This is because you can only concatenate strings with other strings, which may be new behavior for you if you’re coming from a language like JavaScript, which attempts to do implicit type conversion.

Concatenating With .Join()

There is another, more powerful, way to join strings together: the join() method.

The common use case here is when you have an iterable—like a list—made up of strings, and you want to combine those strings into a single string. Like .split(), .join() is a string instance method. If all of your strings are in an iterable, which one do you call .join() on?

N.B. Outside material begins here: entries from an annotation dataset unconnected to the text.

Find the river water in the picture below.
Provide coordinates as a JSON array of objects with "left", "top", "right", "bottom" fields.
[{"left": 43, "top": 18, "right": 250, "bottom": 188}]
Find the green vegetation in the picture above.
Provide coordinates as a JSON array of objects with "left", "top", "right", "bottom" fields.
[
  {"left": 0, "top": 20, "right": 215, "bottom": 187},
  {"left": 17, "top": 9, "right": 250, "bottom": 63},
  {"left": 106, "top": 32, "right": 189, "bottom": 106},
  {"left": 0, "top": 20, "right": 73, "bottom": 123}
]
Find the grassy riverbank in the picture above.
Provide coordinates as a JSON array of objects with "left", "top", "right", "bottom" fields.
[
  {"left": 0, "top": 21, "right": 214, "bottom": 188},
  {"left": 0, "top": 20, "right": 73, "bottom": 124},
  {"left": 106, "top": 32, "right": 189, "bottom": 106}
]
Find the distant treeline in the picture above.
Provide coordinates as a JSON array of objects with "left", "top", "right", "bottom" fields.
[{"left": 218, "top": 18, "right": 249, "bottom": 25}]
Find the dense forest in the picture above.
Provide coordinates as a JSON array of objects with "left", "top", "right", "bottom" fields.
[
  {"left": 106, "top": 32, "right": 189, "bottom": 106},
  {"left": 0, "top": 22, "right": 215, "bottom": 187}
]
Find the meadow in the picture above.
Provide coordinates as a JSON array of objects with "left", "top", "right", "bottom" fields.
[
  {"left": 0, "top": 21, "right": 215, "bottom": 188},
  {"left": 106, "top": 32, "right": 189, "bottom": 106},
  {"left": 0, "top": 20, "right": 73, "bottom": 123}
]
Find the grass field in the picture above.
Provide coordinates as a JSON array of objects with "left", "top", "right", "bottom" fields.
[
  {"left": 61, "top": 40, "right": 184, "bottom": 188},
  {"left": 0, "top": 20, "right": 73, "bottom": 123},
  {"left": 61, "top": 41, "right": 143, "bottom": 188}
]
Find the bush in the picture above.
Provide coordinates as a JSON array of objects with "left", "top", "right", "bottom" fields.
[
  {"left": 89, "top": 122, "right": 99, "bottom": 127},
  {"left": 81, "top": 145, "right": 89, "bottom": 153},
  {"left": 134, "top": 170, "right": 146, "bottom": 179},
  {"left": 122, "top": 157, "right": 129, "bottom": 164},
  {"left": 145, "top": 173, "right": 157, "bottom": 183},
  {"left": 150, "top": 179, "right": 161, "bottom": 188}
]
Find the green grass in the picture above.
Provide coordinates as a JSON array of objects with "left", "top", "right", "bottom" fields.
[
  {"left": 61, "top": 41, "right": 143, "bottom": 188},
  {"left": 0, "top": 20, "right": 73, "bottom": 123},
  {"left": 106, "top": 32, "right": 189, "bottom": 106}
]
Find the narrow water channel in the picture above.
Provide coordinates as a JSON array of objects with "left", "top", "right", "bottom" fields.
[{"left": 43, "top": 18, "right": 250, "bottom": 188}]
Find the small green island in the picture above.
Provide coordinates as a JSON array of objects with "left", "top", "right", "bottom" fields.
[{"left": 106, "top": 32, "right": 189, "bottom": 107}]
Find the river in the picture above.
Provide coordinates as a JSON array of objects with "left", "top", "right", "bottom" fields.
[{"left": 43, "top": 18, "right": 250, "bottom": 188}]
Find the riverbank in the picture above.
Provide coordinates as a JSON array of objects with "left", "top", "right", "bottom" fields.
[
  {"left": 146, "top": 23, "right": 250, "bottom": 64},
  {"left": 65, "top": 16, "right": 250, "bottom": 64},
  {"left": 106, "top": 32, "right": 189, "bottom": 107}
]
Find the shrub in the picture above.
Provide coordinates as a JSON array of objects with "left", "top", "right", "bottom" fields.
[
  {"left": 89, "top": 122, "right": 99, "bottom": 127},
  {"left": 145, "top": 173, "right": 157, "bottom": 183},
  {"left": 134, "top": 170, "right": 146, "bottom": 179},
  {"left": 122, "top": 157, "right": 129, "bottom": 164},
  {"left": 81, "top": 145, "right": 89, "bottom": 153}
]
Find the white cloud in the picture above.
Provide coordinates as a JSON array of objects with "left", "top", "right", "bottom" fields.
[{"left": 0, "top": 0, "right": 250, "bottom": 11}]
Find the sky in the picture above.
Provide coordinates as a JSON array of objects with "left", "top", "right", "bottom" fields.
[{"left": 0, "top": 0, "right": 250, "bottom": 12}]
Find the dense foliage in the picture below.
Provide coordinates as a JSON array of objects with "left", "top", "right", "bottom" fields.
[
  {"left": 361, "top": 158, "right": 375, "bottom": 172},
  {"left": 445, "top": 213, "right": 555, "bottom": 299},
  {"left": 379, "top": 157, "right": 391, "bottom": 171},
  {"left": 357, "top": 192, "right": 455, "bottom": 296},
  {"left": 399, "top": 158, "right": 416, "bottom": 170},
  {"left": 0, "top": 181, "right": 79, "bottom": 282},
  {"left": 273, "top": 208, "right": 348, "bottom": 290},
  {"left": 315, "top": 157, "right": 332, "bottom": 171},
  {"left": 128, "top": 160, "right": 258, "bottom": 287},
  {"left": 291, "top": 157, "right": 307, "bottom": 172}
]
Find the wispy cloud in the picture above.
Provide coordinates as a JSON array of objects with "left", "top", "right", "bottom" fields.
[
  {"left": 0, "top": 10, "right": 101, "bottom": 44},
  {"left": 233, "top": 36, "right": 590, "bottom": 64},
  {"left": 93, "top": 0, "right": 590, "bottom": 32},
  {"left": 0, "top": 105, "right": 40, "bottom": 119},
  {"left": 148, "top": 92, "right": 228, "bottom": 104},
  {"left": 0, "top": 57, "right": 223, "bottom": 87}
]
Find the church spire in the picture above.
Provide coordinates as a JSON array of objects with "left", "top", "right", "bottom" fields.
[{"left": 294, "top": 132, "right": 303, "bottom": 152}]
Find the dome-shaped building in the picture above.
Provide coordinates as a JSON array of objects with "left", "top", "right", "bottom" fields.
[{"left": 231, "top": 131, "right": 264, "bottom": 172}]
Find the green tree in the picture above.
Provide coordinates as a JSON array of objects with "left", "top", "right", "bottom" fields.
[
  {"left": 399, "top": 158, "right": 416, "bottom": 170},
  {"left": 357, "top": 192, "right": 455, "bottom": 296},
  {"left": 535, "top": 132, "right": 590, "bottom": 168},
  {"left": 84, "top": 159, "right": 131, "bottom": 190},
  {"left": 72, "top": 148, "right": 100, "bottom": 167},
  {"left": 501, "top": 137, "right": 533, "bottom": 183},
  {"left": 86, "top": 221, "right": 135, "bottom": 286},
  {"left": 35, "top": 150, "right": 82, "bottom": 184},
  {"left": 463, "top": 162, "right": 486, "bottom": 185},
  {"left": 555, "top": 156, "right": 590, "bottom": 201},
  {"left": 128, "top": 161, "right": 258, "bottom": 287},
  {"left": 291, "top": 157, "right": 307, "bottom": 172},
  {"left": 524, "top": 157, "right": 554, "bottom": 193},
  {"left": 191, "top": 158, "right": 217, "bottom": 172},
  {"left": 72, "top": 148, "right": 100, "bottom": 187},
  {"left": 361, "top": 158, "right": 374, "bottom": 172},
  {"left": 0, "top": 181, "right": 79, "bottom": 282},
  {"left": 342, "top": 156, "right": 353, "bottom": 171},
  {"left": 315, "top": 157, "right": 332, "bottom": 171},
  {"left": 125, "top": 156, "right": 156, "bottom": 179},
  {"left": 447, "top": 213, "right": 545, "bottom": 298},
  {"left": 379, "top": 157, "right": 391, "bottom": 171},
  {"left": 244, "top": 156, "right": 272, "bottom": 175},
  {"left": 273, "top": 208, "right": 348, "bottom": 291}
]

This is a bit of a trick question. Remember that when you use .split(), you call it on the string or character you want to split on. The opposite operation is .join(), so you call it on the string or character you want to use to join your iterable of strings together:

>>>
>>> strings = ['do', 're', 'mi']
>>> ','.join(strings)
'do,re,mi'

Here, we join each element of the strings list with a comma (,) and call .join() on it rather than the strings list.

How could you make the output text more readable?

One thing you could do is add spacing:

>>>
>>> strings = ['do', 're', 'mi']
>>> ', '.join(strings)
'do, re, mi'

By doing nothing more than adding a space to our join string, we’ve vastly improved the readability of our output. This is something you should always keep in mind when joining strings for human readability.

.join() is smart in that it inserts your “joiner” in between the strings in the iterable you want to join, rather than just adding your joiner at the end of every string in the iterable. This means that if you pass an iterable of size 1, you won’t see your joiner:

>>>
>>> 'b'.join(['a'])
'a'

Using our web scraping tutorial, you’ve built a great weather scraper. However, it loads string information in a list of lists, each holding a unique row of information you want to write out to a CSV file:

[
    ['Boston', 'MA', '76F', '65% Precip', '0.15 in'],
    ['San Francisco', 'CA', '62F', '20% Precip', '0.00 in'],
    ['Washington', 'DC', '82F', '80% Precip', '0.19 in'],
    ['Miami', 'FL', '79F', '50% Precip', '0.70 in']
]

Your output should be a single string that looks like this:

"""
Boston,MA,76F,65% Precip,0.15in
San Francisco,CA,62F,20% Precip,0.00 in
Washington,DC,82F,80% Precip,0.19 in
Miami,FL,79F,50% Precip,0.70 in
"""

For this solution, I used a list comprehension, which is a powerful feature of Python that allows you to rapidly build lists. If you want to learn more about them, check out this great article that covers all the comprehensions available in Python.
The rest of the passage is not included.